Меглин некоторое время молчал, а затем произнес:
– Прошлое лучше не помнить. Будущее лучше не знать. Но ты же упертая. Ты же решила. Ее должны были вернуть на то же место. Но твой отец настоял, чтобы этого не случилось.
– Почему? – настаивала она.
– Потому что у них появилось нечто общее, – изрек сыщик.
И после этого молчал до самого дома Стекловых.
Войдя в квартиру, Есеня сразу направилась в кабинет отца. Он сидел над разложенными на столе материалами.
– Не спишь? – спросила она. – Знаешь, я подумала… Вдруг ты хочешь что-то мне рассказать, но боишься, что я не пойму. Так вот: я пойму.
Прокурор с сомнением посмотрел на нее и ответил:
– Не поймешь.
Есеня взглянула на него с обидой и отвернулась.

 

…Медсестра поставила Павлику капельницу и вышла. Когда за ней закрылась дверь, Павлик быстро и ловко вынул иглу из собственной вены, а затем – из капельницы.
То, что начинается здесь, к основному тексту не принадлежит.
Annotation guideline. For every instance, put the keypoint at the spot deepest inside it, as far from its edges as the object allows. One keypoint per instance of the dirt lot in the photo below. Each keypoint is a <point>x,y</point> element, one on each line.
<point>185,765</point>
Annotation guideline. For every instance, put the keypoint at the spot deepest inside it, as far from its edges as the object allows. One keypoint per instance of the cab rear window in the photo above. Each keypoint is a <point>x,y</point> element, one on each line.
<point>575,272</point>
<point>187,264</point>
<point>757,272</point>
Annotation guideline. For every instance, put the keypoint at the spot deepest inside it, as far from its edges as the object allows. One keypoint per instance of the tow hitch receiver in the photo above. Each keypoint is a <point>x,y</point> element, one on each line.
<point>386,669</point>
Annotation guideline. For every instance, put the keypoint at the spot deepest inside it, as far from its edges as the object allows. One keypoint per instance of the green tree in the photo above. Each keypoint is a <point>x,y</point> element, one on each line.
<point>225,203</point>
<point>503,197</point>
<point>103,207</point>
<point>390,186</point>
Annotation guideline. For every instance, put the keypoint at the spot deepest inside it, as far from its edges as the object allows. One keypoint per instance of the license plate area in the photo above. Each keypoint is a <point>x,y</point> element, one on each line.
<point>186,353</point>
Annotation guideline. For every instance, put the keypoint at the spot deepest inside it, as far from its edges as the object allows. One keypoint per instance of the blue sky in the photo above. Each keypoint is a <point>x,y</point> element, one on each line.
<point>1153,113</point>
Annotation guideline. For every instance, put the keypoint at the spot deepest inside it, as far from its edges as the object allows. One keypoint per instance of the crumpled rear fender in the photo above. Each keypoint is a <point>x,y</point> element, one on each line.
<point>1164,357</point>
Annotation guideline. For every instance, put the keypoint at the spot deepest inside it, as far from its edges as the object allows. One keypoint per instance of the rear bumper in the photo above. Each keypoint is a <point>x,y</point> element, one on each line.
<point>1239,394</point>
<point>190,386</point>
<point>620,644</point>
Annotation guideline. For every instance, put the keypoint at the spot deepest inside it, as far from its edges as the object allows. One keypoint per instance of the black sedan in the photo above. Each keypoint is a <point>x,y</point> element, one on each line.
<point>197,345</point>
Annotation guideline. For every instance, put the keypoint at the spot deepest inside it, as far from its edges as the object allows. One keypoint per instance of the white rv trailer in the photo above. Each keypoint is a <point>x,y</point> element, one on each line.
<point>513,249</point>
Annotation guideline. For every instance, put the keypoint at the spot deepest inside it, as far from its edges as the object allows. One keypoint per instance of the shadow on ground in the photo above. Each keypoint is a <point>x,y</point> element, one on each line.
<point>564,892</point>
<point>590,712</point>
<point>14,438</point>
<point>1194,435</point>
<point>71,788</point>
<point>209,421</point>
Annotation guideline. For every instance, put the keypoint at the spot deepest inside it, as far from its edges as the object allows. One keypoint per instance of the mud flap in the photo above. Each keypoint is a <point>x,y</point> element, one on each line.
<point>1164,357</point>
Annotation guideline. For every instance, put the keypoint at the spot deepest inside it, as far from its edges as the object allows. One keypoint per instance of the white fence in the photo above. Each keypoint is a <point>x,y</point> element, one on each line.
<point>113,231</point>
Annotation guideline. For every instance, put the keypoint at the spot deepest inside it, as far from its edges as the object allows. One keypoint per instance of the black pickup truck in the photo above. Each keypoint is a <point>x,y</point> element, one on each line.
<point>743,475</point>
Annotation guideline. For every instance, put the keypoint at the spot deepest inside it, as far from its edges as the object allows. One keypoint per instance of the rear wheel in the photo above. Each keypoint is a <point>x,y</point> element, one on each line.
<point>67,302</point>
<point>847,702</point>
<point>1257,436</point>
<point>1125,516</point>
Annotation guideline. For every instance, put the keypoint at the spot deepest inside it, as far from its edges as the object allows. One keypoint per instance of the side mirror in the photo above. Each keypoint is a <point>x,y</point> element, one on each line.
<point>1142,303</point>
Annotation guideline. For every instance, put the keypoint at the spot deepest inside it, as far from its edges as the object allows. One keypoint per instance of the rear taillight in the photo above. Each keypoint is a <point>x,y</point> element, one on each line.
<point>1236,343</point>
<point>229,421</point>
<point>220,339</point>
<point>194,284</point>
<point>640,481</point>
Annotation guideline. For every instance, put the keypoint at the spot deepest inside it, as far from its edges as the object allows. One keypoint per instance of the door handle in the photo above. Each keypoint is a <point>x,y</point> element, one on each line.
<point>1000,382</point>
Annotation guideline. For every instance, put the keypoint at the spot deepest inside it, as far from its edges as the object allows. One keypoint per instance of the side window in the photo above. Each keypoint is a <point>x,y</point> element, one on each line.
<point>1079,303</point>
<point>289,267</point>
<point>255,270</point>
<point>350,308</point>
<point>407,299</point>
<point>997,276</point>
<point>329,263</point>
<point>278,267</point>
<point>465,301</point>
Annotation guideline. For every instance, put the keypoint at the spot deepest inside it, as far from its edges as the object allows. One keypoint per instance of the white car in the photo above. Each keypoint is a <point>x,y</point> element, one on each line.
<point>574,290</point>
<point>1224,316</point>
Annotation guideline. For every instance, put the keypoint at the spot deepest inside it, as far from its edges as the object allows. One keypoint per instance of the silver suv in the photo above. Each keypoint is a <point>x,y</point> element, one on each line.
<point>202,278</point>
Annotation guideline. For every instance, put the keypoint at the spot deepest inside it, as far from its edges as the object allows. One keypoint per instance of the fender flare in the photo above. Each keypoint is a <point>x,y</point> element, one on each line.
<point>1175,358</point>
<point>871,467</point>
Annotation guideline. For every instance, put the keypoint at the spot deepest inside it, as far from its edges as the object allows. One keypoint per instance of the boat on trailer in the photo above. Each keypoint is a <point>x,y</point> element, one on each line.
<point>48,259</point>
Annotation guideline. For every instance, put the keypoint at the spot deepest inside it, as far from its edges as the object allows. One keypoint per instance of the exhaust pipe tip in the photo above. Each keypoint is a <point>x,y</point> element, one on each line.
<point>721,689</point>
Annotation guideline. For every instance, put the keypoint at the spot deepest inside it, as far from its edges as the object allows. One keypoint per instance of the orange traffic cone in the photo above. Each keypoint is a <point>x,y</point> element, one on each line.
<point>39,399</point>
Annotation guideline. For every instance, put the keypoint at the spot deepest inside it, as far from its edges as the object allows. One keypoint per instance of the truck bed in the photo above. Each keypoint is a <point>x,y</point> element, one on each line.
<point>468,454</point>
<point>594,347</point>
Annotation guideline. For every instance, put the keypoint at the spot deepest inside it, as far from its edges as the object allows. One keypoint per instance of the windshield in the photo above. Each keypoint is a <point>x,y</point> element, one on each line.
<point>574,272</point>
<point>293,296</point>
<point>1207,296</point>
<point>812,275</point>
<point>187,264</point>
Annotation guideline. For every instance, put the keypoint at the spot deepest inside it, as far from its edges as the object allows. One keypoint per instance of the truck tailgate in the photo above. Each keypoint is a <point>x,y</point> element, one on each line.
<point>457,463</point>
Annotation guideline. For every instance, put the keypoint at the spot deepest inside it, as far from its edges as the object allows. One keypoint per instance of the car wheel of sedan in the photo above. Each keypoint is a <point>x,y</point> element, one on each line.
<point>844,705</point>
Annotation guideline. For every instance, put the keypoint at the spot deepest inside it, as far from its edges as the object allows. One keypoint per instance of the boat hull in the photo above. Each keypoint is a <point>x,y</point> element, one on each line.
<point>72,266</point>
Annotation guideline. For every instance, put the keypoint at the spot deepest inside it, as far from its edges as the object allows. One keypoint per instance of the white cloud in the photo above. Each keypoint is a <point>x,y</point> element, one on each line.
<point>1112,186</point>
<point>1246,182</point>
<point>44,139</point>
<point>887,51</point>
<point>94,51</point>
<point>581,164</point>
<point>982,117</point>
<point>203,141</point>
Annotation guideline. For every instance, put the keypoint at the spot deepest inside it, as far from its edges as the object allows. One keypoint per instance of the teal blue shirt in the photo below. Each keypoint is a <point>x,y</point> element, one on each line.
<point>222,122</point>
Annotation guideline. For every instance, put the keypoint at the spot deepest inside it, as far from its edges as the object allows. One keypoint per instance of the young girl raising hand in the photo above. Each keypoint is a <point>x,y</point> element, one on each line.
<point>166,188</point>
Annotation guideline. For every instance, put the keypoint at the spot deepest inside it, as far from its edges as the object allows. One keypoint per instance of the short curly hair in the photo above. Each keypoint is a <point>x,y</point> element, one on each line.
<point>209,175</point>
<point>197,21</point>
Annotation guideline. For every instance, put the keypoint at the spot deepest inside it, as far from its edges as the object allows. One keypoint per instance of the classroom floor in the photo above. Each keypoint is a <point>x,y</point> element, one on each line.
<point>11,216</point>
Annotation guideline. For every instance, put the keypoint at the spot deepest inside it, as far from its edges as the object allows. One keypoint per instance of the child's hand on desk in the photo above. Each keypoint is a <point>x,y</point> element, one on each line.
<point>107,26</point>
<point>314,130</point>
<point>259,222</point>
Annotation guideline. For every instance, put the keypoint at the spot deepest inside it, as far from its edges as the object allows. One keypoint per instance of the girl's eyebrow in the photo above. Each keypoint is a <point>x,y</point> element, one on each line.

Распустил узелки на наволочке, на своей пижаме, на шторе. И начал плести нить. При этом он улыбался, вспоминая приятное: как сидел в волшебном шатре, сшитом из платьев матери…
Когда спустя час сестра вернулась в палату, она замерла в ужасе: на веревке, сплетенной из ниток разного цвета, висел Павлик…

 

…Меглин уже собирался ложиться, когда послышался стук в дверь. Он открыл и, уже не удивляясь, впустил Есеню. Вернулся к столу и положил на него связку ключей.
– Я сделал тебе ключи, – сказал он. – Чтобы всегда было куда идти.
Когда Есеня вышла из душа, он уже спал в обнимку с пустой бутылкой. Она пошарила в своей одежде, висевшей на стуле, достала иконку, которую всегда возила с собой, и поставила ее на столик у дивана Меглина.
– Теперь тут наш дом, – сказала она, обращаясь к иконе. – Охраняй его, ладно?
И села на пол у ног спящего, охраняя его сон…

 

– Вы говорите, он подвергал мою жизнь риску, – произнесла Есеня, заканчивая свой рассказ. – Да, это так. Но как по-другому научиться выживать? Если не рисковать? Выживание – управляемый риск. Он не спасал меня, потому что хотел, чтобы я сама научилась.
– Чему? – спросил Худой.
– Он помогал мне ориентироваться в темноте, – ответила она.
Худой и Седой переглянулись…

 

Саша, Женя и Есеня встретились в кафе.
– Ну, как твое расследование, Шерлок? – как всегда насмешливо спросил Женя.
– Да, Саш, есть подвижки? – спросила Есеня.
– Есть, – ответил Тихонов и замолчал, бросив красноречивый взгляд на Женю.
– То есть мне ты не скажешь? – догадался Женя. – Но она тебе тоже не даст, не рассчитывай!
– Женя! – сердито воскликнула Есеня.
– Слушайте, я гнилой мажор, я должен так шутить, – сказал Женя. – Ладно, секретничайте, я пошел…
Когда они остались вдвоем, Саша сказал:
– Я примерно понял, где ЕГО искать. О том, что часовщик согласился его описать, знали в двух местах – в его окружении и в моем. Я не мог его просто так к художнику привести, у нас это через заявку.
– И что это значит? – спросила она.
– Ты-Меня-Не-Поймаешь – или его знакомый, или наш.